Gisele Wolkoff...

Psicodelica-da-mente

Retrato

De todas as imagens

ficou este gesto:

tuas mãos

a me fazer eterna.

Por certo

o tacto

apazigua

me

o fato

simples

de roçar-lhe

as testas

suaves

até as sombrancelhas

Ipanema-me

o caminho

aos teus ombros

uma relva inacabável de desejo

Jaraguá em névoa

bordos úmidos na esfera do rio
barco de pedra
enrascado nas rochas
de nossos corpos
e o despiste:
a água que não flui
a palavra que não cessa
e perfaz o discurso
rio raso raspando riso reticente
com que pintamos os bordos
no leito de nosso amor-eleito-efeito-intento
bordos, úmidos, que foram rio raso
na rua derrapando riso
reticente
rotina
transparente
deste Jaraguá em névoa
trégua de silêncio

Matrimônio

enlaçamos as mãos

e  nos perdemos

em contágio

a-braço

Samba

ouriço

em  grito

porque só sabemos  tango

(que não é argentino)

mas é o bolero

a que assistimos

do alto do monte pálido

de São Francisco

que risca-e-pisca:

tiquidundundun tiquidundundundundun

- e, assim, nos fantasiamos:

Margarida e Eurico

em flor

 amor  temor  ardor

tiquidundundun tiquidundundundundun

(S)em ti

Reconheço-te

em mim

e no teu silêncio

brinco de trovadora

brinco de soldado-intérprete

em pé de guerra…

 

Estranho-te

em ti

nesse teu profundo e longo silêncio

- pausa de nós –

e tanto nosso barulho!

 

Estrondosa essa tua falta

Onda na areia

Você me trouxe a infância

a doce lembrança

de ser-me

e eu te fiz esquecer

o não ser-te

e juntos

reaprendemos

a ser(mos)

até que esta onda chegou

e este onde

inquietante

agora

continuamente

questiona:

quem somos?

Depois de Crediting Poetry

                                                               Às mulheres da(s) minha(s) terra(s)

Crer nas palavras

existi-las

como o sol incessante

nas ondas em que dançam as flores

Afiná-las

ao destino dos tempos

agarrá-las ao último instante

em que desejamos o isso e ontem

serem sentidos nossos

 

é um dizer menos dizer

é fazer calar

os silêncios todos

do amanhecer ao fim dos tempos

 

e, só assim, ser.

Amor caracol: desdobramentos

Amor caracol é desses que a vida (um dia e outro e mais outro) toma e rememora depois na escala infame do tempo e de todas as desgraças. Amor caracol são todos os amores e mais até os desamores. É o que, ao partir, nunca parte; só abate aqui e acolá a alma em desespero. É o amor no inferno da existência, a areia que capota na estrada. Sentimento (menos) pensamento. Amor caracol é o que não está no vão da escrita, mas se aloja nas tentativas do discurso. Amor caracol é o sentimento menos o tempo todo que nos dita. Menos o tempo, qualquer que ele seja. É o disfarce que esquece de conferir a máscara que perdemos quando nos entregamos por completo. Amor caracol não é este intento, que de palavras se fantasia e nos faz perder a batalha da vida, em linguagem, linguagem, linguagem – desalento!

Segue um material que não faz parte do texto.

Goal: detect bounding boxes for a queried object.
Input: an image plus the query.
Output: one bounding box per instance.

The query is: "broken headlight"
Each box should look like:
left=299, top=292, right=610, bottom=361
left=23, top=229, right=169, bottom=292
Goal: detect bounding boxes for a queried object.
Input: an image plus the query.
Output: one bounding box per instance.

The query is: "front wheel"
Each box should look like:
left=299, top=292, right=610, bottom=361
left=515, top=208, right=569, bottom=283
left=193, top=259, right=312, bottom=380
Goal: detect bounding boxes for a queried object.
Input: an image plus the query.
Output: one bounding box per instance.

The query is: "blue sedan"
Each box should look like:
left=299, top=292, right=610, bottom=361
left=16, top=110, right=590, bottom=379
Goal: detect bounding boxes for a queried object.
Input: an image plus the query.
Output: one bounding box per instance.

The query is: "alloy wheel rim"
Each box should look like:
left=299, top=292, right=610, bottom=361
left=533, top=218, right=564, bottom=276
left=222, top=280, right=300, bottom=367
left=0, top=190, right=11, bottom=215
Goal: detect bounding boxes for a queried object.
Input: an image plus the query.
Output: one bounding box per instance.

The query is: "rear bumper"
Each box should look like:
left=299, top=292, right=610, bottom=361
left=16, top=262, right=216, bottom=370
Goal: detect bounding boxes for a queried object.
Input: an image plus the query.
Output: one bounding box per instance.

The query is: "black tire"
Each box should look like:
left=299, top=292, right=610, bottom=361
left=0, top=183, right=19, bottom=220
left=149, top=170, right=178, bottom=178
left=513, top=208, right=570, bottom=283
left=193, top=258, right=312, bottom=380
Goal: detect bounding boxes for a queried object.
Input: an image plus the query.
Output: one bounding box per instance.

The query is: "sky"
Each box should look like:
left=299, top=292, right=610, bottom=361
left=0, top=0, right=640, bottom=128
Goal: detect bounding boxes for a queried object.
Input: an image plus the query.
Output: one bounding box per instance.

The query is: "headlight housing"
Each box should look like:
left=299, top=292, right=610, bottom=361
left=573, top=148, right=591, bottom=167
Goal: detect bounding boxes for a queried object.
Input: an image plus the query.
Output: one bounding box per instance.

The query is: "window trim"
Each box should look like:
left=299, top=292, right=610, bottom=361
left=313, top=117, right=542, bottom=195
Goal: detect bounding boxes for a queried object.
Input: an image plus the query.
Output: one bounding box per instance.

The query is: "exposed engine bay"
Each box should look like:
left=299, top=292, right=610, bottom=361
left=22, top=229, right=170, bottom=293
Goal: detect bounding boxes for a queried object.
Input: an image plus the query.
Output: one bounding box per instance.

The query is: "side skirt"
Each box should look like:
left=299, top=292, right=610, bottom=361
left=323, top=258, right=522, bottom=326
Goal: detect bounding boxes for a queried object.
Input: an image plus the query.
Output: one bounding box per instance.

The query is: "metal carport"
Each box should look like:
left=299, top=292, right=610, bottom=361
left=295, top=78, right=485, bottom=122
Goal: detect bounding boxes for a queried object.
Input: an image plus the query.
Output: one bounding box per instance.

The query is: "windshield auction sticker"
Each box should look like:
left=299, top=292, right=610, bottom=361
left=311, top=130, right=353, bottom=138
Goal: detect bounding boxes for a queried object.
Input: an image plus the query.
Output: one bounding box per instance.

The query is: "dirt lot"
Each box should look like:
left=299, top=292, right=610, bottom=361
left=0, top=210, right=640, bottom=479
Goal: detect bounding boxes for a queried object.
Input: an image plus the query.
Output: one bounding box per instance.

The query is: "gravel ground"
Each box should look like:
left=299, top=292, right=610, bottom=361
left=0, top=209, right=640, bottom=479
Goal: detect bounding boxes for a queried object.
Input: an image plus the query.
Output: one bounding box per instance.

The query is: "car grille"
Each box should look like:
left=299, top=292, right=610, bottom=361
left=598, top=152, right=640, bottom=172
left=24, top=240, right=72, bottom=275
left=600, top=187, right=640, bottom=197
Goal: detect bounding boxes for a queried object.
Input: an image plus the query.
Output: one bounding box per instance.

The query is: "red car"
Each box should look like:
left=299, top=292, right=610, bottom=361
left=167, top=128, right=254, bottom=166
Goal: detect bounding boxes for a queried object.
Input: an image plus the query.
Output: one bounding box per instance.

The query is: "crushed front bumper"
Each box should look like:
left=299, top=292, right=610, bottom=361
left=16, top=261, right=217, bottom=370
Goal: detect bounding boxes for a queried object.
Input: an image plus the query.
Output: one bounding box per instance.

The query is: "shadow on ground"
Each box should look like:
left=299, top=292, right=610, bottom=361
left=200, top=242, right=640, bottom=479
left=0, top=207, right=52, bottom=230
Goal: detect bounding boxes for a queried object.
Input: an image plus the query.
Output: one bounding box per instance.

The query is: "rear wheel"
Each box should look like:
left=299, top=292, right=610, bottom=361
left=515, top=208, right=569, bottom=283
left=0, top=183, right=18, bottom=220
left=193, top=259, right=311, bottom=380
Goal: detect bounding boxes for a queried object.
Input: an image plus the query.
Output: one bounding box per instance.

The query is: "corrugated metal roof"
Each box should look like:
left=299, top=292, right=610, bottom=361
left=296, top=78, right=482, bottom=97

Gisele Giandoni Wolkoff nasceu em São Paulo, Brasil, e escreve desde que começou a se conhecer. Venceu os prêmios LiteraCidades (2010), Acesc de Poesia (2009), Machado de Assis (Poesia, 1998) e Castro Alves de Poesia (1990).  Professora universitária e pesquisadora, hoje se dedica ao Projeto “Identidades representadas na poesia feminina em Portugal e Irlanda, dos anos 1960 em diante”, parte de seu pós-doutoramento, desenvolvido no Centro de Estudos Sociais,  Fundação para a Ciência e Tecnologia de Portugal (Universidade de Coimbra). Gisele faz parte da Rede Brasileira de Escritoras e da Oficina de Poesia.